There are other versions of the tradition

Bertram S. Puckle's "Funeral Customs" was written in 1926 and talks about sin-eaters, albeit briefly. He addresses it in the chapter on the wake, a tradition he says stems in part from the need for grieving friends and family to come to terms with the fact that they are no longer needed by the deceased. Puckle likened sin-eating to another one half the world away, where some groups were known to slaughter an animal on a recently dug grave, hoping that the sins of the dead person would be transferred to the animal. (He also recorded an experience with a sin-eater, but again, this is a second-hand testimony that came from Professor Evans, who was said to teach at Presbyterian College. He, interestingly, noted that the sin-eater he saw in 1825 burned the plate he ate from and the bowl he drank from after every death.)

The Takeout says that while sin-eating reached a high point in the 18th and 19th centuries, there's still a form of it practiced at some traditional Chinese funerals. They say that sometimes, families ask monks to perform a ritual that transfers the sins of the dead into dim sum. The dim sum is then eaten by a modern-day form of sin-eater, helping to send the spirit onward and upward.

It may have been connected to Leviticus and the scapegoat

Way back in 1931, The Irish Times published an article about the sin-eater. They'd learned that it was normal for most areas to have a dedicated sin-eater, and after giving a run-down of just what that involved, they mentioned that it's a modern extension of the Biblical idea of the scapegoat.

The scapegoat shows up in Leviticus 16:1-34, and according to My Jewish Learning, it's a passage that's commonly read for Yom Kippur. It tells the story of Aaron making amends to God, and he's given some very specific instructions.

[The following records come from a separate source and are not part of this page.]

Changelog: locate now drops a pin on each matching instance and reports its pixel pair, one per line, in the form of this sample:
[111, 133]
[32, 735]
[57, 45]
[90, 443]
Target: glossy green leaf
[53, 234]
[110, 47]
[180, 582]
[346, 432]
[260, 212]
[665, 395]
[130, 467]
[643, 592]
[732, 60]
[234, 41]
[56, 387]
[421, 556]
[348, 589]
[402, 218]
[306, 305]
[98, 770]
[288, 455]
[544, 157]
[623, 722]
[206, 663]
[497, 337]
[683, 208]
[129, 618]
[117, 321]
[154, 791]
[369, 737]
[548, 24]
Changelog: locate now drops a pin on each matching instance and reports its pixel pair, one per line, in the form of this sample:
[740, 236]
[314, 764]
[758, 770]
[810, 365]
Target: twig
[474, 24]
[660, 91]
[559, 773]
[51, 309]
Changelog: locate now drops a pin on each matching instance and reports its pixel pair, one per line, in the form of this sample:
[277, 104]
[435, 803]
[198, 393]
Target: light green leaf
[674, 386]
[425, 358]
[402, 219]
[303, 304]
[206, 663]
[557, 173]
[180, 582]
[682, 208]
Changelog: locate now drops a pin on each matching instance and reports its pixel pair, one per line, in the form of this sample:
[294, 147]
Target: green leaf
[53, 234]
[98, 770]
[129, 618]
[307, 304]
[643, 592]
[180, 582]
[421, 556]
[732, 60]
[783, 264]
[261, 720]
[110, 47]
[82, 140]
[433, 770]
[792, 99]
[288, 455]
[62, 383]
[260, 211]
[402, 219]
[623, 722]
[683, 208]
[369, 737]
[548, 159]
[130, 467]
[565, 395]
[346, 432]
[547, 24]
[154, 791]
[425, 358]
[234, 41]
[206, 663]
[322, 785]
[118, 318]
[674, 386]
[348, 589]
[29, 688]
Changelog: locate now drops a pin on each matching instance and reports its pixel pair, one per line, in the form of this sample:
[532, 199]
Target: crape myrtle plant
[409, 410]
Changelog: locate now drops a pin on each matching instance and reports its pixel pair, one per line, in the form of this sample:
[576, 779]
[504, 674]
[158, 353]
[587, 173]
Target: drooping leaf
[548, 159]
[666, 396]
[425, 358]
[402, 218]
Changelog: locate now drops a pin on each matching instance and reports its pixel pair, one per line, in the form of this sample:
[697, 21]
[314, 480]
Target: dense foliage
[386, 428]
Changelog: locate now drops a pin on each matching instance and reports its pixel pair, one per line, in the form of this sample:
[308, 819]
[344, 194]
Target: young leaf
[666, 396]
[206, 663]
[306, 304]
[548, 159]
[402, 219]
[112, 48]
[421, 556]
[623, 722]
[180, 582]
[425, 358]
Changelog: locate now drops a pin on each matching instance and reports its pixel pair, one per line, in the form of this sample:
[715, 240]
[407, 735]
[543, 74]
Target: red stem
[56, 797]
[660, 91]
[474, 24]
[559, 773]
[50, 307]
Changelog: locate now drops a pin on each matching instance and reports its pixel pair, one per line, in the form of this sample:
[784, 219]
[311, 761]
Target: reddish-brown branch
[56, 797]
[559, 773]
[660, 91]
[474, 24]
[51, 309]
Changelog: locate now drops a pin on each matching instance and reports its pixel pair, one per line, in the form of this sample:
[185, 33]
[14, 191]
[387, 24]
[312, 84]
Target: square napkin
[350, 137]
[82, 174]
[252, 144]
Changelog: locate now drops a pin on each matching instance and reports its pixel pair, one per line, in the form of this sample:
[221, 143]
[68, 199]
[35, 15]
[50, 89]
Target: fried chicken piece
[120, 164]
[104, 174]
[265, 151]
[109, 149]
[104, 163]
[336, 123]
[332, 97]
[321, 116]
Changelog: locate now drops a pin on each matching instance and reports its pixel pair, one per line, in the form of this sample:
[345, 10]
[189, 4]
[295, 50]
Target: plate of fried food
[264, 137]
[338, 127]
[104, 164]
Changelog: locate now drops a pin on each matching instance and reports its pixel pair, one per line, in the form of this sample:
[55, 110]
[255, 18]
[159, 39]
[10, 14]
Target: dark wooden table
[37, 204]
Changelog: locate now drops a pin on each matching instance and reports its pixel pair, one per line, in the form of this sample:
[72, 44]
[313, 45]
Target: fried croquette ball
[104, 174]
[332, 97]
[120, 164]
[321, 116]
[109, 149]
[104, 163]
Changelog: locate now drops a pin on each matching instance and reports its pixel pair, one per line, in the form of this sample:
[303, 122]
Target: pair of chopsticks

In addition to being told how to dress and prepare himself, he's also told to "take two he-goats for a sin offering and a ram for a burnt offering."

The goats were then taken before God, and it was decided that one would be slaughtered and sacrificed, and the blood was used to cleanse the meeting area. Then, a priest would touch the other goat, confess all the sins of all of the Israelites, and in doing so, they would be transferred to the goat. The scapegoat would then be sent into the wild, taking all the sins with it.

Got Questions says that the goat was then considered to be unclean, and the fate of the goat — to be driven out of society and into the wilderness — sounds a heck of a lot like the fate of the sin-eater.

The last sin-eater died in 1906

By the end of the 19th century, the practice of sin-eating was pretty much an extinct one — save a few remaining hangers-on. According to the BBC, the very last sin-eater was a man named Richard Munslow, and he died in 1906. The life of a sin-eater was the life of an outcast, so it was usually a person who was already an outsider or destitute who took up the mantle. Munslow was an exception: Before he became a sin-eater, he was a successful farmer. National Geographic investigated why he would have chosen this unlikely profession, and it's heartbreaking stuff rooted in unthinkable family tragedy.

Munslow had four children, and in 1870, three of his children fell ill and died — all in the same week. Munslow's attempt at reconciling his loss was the belief that unforgiven sins were accumulating in the village and bringing down the luck of the damned. The souls of those who weren't allowed to move on were thought to be haunting the living and causing tragedies like the ones suffered by Munslow's family, so it's believed he became a sin-eater in an attempt to free his village of the evils that walked among them.

His own sacrifice was believed to condemn him to eternal damnation, but at the same time, he passed along a sense of peace to those around him. Sin-eaters may have been viewed as increasingly evil creatures, but at the same time, they were a necessary evil.